PDF(Pubmed)
Abstract:
Cell fate determination is a necessary and tightly regulated process for producing different cell types and structures during development. Cranial neural crest cells (CNCCs) are unique to vertebrate embryos and emerge from the neural plate borders into multiple cell lineages that differentiate into bone, cartilage, neurons and glial cells. We have previously reported that Irf6 genetically interacts with Twist1 during CNCC-derived tissue formation. Here, we have investigated the mechanistic role of Twist1 and Irf6 at early stages of craniofacial development. Our data indicate that TWIST1 is expressed in endocytic vesicles at the apical surface and interacts with β/δ-catenins during neural tube closure, and Irf6 is involved in defining neural fold borders by restricting AP2α expression. Twist1 suppresses Irf6 and other epithelial genes in CNCCs during the epithelial-to-mesenchymal transition (EMT) process and cell migration. Conversely, a loss of Twist1 leads to a sustained expression of epithelial and cell adhesion markers in migratory CNCCs. Disruption of TWIST1 phosphorylation in vivo leads to epidermal blebbing, edema, neural tube defects and CNCC-derived structural abnormalities.
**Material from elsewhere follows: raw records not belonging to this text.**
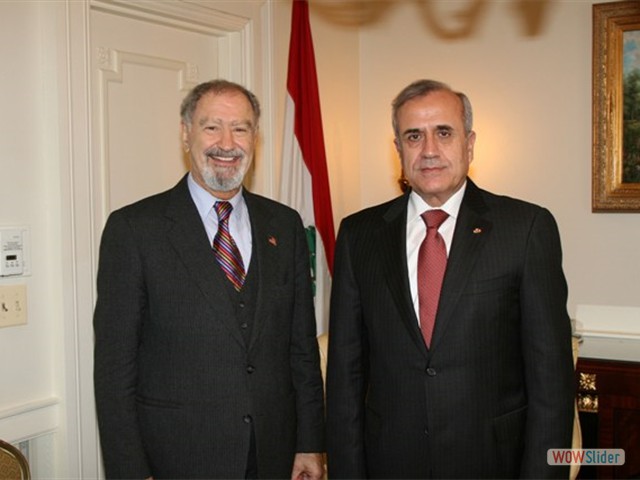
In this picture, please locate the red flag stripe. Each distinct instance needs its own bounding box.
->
[287,0,335,274]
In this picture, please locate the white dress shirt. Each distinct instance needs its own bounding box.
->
[187,173,252,272]
[407,181,467,321]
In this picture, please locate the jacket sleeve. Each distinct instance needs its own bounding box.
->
[327,222,367,479]
[93,212,151,478]
[520,209,575,478]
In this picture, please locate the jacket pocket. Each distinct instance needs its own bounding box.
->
[493,406,527,478]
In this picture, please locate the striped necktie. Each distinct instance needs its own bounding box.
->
[213,202,245,292]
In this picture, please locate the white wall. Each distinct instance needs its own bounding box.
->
[0,0,640,474]
[312,0,640,322]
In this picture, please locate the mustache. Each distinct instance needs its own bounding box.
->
[204,147,245,158]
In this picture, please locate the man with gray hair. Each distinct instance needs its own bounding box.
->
[94,80,324,480]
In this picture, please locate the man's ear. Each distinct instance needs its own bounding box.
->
[180,122,189,152]
[393,137,402,155]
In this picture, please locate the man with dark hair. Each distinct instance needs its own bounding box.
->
[327,80,574,479]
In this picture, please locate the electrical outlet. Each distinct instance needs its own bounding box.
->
[0,285,27,327]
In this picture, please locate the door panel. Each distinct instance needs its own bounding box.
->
[91,11,219,214]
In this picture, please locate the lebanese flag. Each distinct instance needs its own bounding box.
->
[280,0,336,335]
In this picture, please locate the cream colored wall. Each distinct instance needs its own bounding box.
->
[304,0,640,316]
[0,0,640,471]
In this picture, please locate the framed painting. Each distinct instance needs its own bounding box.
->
[591,1,640,212]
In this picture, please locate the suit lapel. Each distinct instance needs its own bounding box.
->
[243,189,281,349]
[165,175,244,345]
[431,179,492,350]
[376,194,427,355]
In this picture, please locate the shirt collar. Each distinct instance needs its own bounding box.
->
[407,180,467,222]
[187,172,244,219]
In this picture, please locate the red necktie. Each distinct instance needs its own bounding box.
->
[418,210,449,347]
[213,202,245,292]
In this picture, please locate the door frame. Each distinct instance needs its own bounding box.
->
[61,0,275,478]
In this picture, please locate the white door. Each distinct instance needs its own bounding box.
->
[58,0,273,478]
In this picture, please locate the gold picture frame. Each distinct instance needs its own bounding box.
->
[591,1,640,212]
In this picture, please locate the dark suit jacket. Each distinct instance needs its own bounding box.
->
[327,180,574,478]
[94,177,324,478]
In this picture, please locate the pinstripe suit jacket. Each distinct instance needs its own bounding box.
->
[327,180,574,478]
[94,176,324,478]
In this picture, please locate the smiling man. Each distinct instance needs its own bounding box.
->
[94,80,324,480]
[327,80,574,479]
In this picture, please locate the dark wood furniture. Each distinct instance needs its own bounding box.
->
[576,358,640,478]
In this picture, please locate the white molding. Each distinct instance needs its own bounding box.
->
[94,47,198,219]
[576,305,640,340]
[90,0,251,37]
[0,397,60,443]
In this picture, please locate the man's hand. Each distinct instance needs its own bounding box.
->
[291,453,324,480]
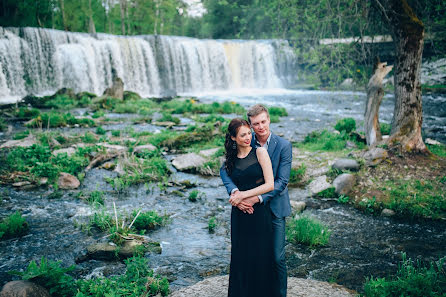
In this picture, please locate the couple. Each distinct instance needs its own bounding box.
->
[220,104,292,297]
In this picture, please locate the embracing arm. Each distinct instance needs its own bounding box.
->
[262,142,293,203]
[229,148,274,205]
[220,163,237,195]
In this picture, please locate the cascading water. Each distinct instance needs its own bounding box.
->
[0,28,295,102]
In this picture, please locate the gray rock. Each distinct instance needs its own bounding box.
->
[333,173,356,195]
[52,147,76,156]
[0,134,37,149]
[332,159,359,171]
[381,208,395,217]
[57,172,81,190]
[199,147,220,158]
[133,144,156,153]
[0,280,51,297]
[169,275,357,297]
[172,153,207,171]
[290,200,307,212]
[363,147,388,166]
[308,175,331,196]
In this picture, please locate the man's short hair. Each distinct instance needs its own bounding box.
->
[246,104,269,124]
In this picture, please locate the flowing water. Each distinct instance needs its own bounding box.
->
[0,90,446,290]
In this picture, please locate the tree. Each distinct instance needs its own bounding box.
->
[374,0,427,152]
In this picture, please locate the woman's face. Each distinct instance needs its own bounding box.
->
[231,126,252,147]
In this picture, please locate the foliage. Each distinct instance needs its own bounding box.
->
[0,211,28,239]
[334,118,356,134]
[208,217,217,233]
[289,163,307,185]
[427,144,446,158]
[364,253,446,297]
[383,178,446,219]
[10,257,76,297]
[379,123,392,135]
[286,215,331,247]
[76,256,169,297]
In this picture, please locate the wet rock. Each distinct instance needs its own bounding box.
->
[290,200,307,212]
[172,153,207,171]
[424,138,441,145]
[199,147,220,158]
[308,175,331,196]
[363,147,388,166]
[0,280,51,297]
[381,208,395,217]
[333,173,356,195]
[0,134,37,149]
[104,77,124,100]
[57,172,81,190]
[52,147,76,157]
[133,144,156,153]
[332,159,359,171]
[169,275,357,297]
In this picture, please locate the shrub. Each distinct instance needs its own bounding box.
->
[10,257,76,297]
[334,118,356,134]
[289,163,307,185]
[0,211,28,239]
[286,216,331,247]
[364,253,446,297]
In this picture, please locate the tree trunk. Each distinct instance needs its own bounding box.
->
[59,0,68,31]
[88,0,96,34]
[119,0,126,35]
[374,0,427,152]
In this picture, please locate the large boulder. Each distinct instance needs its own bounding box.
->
[104,77,124,100]
[57,172,81,190]
[333,173,356,195]
[0,280,51,297]
[169,275,358,297]
[172,153,207,171]
[363,147,388,166]
[0,134,37,149]
[332,159,360,171]
[308,175,331,196]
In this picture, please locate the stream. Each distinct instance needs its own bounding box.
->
[0,90,446,291]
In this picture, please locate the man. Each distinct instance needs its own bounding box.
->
[220,104,292,297]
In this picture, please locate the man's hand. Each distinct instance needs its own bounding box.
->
[229,191,244,206]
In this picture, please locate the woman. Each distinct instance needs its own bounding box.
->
[224,118,275,297]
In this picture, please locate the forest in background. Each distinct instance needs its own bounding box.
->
[0,0,446,86]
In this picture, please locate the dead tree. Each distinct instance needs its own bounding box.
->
[364,58,393,146]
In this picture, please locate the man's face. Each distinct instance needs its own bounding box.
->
[249,112,271,137]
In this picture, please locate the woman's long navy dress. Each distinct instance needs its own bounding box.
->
[228,148,275,297]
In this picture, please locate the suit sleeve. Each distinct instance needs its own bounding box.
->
[262,142,293,203]
[220,163,237,195]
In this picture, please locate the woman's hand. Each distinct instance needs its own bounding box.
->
[229,191,245,206]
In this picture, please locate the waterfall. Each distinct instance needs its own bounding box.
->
[0,27,296,102]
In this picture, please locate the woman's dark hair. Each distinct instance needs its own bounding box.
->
[225,118,250,175]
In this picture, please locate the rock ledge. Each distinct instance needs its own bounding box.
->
[169,275,357,297]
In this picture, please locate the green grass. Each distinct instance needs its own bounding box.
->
[289,163,307,186]
[10,256,169,297]
[427,144,446,158]
[383,177,446,219]
[334,118,356,134]
[362,253,446,297]
[286,215,331,247]
[0,211,28,240]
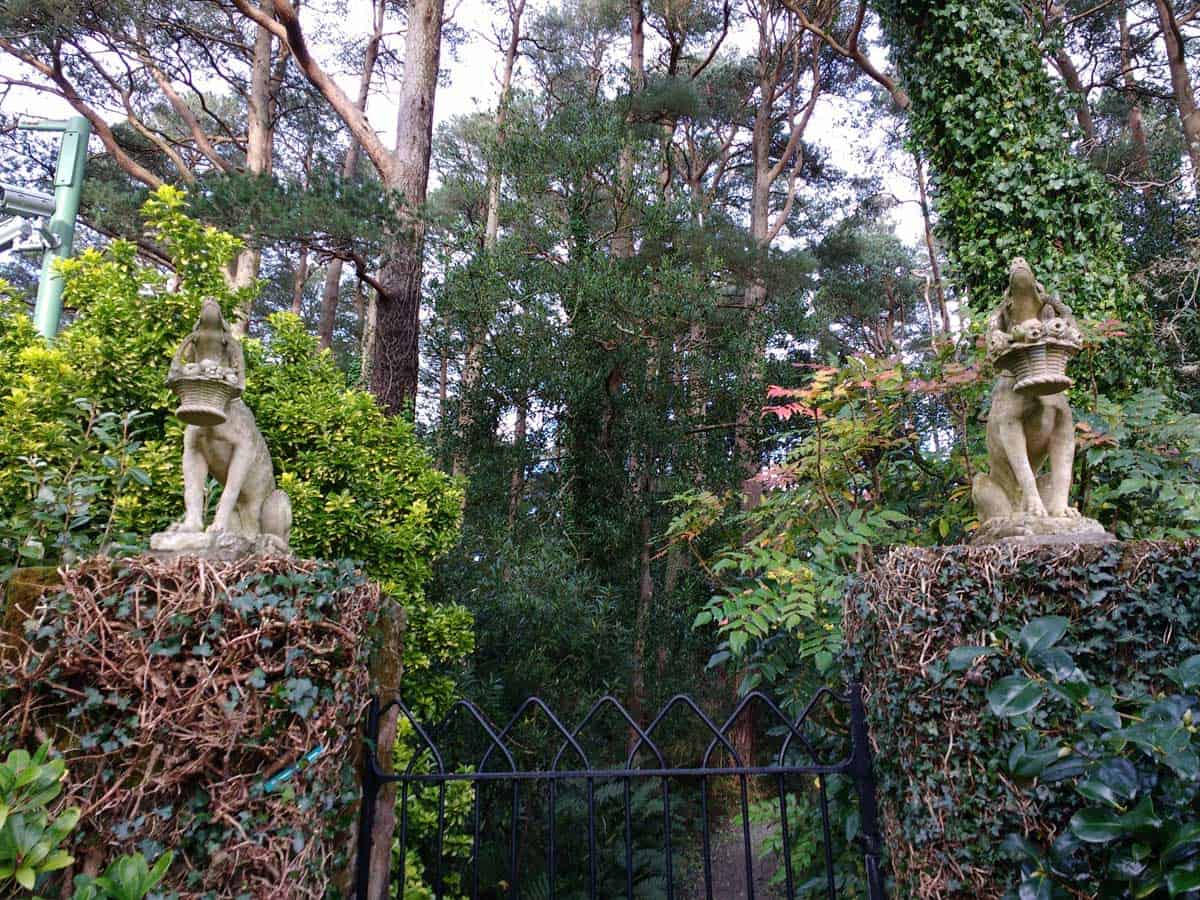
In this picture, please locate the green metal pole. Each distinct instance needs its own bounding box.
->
[20,115,91,340]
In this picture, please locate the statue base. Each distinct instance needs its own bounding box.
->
[148,532,289,563]
[971,514,1116,547]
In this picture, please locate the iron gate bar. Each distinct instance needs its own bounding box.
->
[355,684,886,900]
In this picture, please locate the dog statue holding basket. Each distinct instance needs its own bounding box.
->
[972,257,1111,544]
[150,299,292,559]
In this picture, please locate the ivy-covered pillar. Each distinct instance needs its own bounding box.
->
[877,0,1166,395]
[844,540,1200,900]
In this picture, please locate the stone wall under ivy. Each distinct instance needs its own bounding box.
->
[845,540,1200,900]
[0,557,403,900]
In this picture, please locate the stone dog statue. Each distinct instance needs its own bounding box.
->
[150,299,292,559]
[972,257,1110,544]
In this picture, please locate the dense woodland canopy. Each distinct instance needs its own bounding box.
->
[0,0,1200,724]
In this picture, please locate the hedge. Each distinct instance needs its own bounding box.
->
[846,541,1200,900]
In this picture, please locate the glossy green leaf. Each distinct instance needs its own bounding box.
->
[988,676,1043,718]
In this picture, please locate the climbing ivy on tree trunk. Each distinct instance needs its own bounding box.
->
[877,0,1166,394]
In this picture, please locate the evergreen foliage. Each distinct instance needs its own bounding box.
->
[0,188,472,701]
[880,0,1170,396]
[847,540,1200,898]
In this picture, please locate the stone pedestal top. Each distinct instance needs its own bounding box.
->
[971,514,1116,546]
[149,532,288,563]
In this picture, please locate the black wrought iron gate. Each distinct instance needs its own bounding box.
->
[355,684,884,900]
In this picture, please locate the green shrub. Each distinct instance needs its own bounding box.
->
[964,616,1200,900]
[0,744,79,895]
[846,540,1200,900]
[0,743,174,900]
[0,187,473,703]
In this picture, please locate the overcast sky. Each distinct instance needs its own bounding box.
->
[0,0,923,246]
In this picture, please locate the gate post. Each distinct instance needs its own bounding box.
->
[850,682,887,900]
[354,697,379,900]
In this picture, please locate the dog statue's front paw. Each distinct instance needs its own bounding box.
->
[1021,496,1046,517]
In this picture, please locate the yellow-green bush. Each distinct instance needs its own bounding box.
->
[0,187,472,692]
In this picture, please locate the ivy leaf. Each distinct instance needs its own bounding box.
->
[1016,616,1070,656]
[1070,809,1126,844]
[946,647,1000,672]
[1163,822,1200,864]
[988,674,1043,719]
[1166,869,1200,896]
[1166,653,1200,691]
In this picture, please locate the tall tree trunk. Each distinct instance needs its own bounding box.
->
[913,156,950,335]
[317,0,386,349]
[1117,2,1150,178]
[450,0,526,475]
[610,0,646,259]
[1154,0,1200,184]
[367,0,445,414]
[230,0,275,337]
[508,395,529,532]
[292,244,308,316]
[1054,48,1096,148]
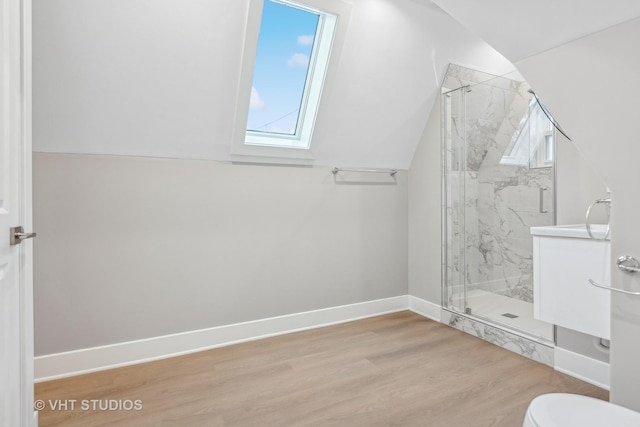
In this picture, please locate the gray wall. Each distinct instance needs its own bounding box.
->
[409,97,442,305]
[33,153,408,355]
[516,19,640,410]
[33,0,513,355]
[556,132,608,224]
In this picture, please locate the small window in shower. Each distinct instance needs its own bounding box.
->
[500,97,554,168]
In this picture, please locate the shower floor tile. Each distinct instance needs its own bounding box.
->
[453,289,553,341]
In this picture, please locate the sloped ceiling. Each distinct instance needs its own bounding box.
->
[428,0,640,63]
[33,0,514,169]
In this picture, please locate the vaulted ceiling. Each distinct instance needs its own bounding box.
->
[428,0,640,63]
[33,0,513,169]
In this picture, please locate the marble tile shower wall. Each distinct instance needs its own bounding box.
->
[443,65,553,302]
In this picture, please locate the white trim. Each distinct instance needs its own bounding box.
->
[409,295,442,322]
[35,295,409,382]
[554,347,610,390]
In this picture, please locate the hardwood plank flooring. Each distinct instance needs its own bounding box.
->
[36,311,608,427]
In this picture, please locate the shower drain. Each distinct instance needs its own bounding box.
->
[501,313,520,319]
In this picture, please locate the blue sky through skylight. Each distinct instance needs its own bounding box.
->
[247,0,319,135]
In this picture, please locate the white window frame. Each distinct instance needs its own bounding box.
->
[231,0,351,164]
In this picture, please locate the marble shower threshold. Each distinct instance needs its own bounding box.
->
[441,308,554,367]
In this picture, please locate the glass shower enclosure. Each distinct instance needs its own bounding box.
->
[441,65,555,342]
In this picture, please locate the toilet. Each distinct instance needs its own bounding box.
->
[522,393,640,427]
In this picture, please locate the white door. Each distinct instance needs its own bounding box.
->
[0,0,37,427]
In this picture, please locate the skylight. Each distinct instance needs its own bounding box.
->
[247,1,320,135]
[232,0,351,164]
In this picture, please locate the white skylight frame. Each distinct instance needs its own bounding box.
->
[232,0,351,164]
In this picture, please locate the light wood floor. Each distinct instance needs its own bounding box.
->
[36,312,608,427]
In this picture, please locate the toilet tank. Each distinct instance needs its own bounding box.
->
[531,224,611,339]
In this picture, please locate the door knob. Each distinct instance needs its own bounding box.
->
[9,226,36,246]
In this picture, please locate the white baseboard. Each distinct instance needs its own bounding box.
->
[554,347,609,390]
[409,295,442,322]
[34,295,408,382]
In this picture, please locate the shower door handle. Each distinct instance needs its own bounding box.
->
[540,187,549,213]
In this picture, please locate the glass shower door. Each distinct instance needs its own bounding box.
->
[442,70,555,340]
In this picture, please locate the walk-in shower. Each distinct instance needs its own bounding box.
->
[442,65,555,343]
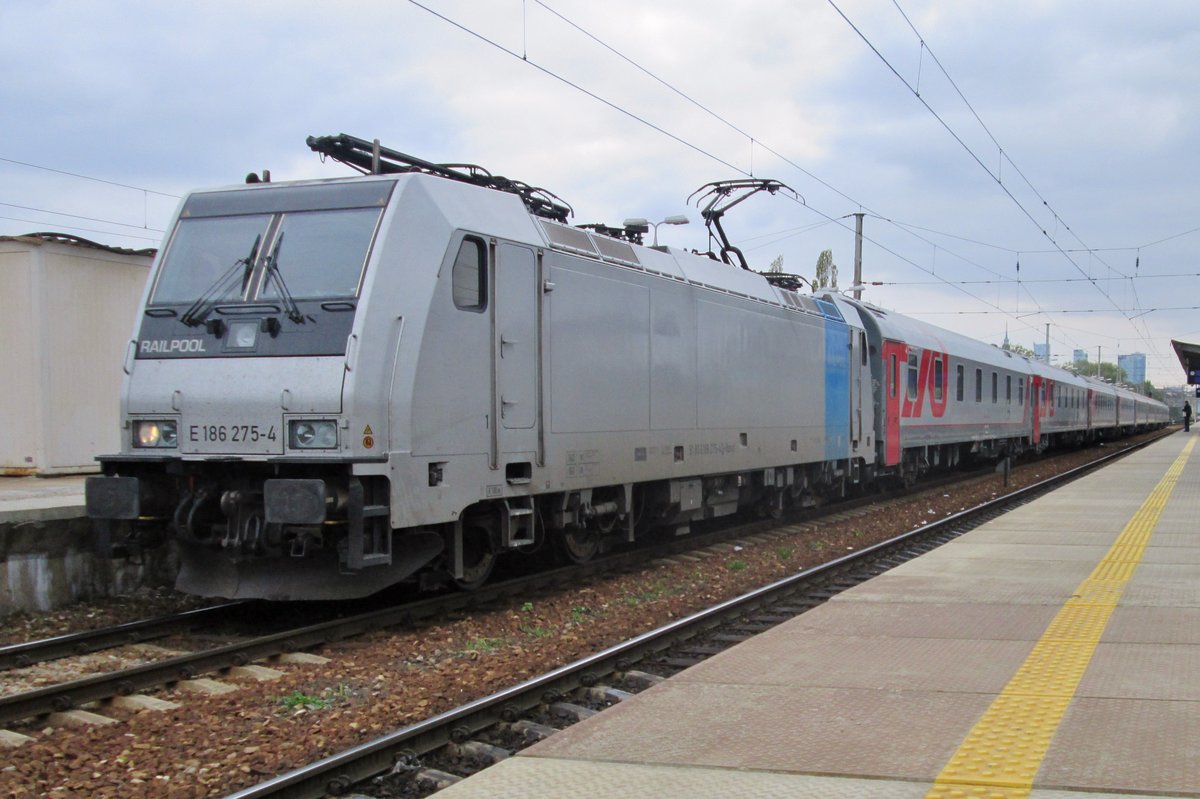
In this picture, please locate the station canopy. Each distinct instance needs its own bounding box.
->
[1171,338,1200,385]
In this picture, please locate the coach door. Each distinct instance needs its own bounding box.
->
[1030,374,1043,444]
[883,341,908,465]
[492,244,540,465]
Altogether, this study describes a previously uncharacterized function of mammalian Twist1 and Irf6 in the neural tube and CNCCs, and provides new target genes for Twist1 that are involved in cytoskeletal remodeling.
摘要:
细胞命运决定是在发育过程中产生不同细胞类型和结构的必要且严格调节的过程。颅骨神经c细胞(CNCC)是脊椎动物胚胎所特有的,并从神经板边界出现为分化为骨骼的多个细胞谱系,软骨,神经元和神经胶质细胞。我们以前报道过Irf6在CNCC来源的组织形成过程中与Twist1发生遗传相互作用。这里,我们研究了Twist1和Irf6在颅面发育早期的机制作用.我们的数据表明,TWIST1在顶端表面的内吞囊泡中表达,并在神经管闭合期间与β/δ-catenins相互作用,和Irf6通过限制AP2α表达参与定义神经折叠边界。Twist1在上皮间质转化(EMT)过程和细胞迁移期间抑制CNCC中的Irf6和其他上皮基因。相反,Twist1的缺失导致迁移CNCC中上皮细胞和细胞粘附标志物的持续表达。体内TWIST1磷酸化的破坏导致表皮起泡,水肿,神经管缺陷和CNCC衍生的结构异常。总之,这项研究描述了哺乳动物Twist1和Irf6在神经管和CNCC中的先前未表征的功能,并为Twist1提供了参与细胞骨架重塑的新靶基因。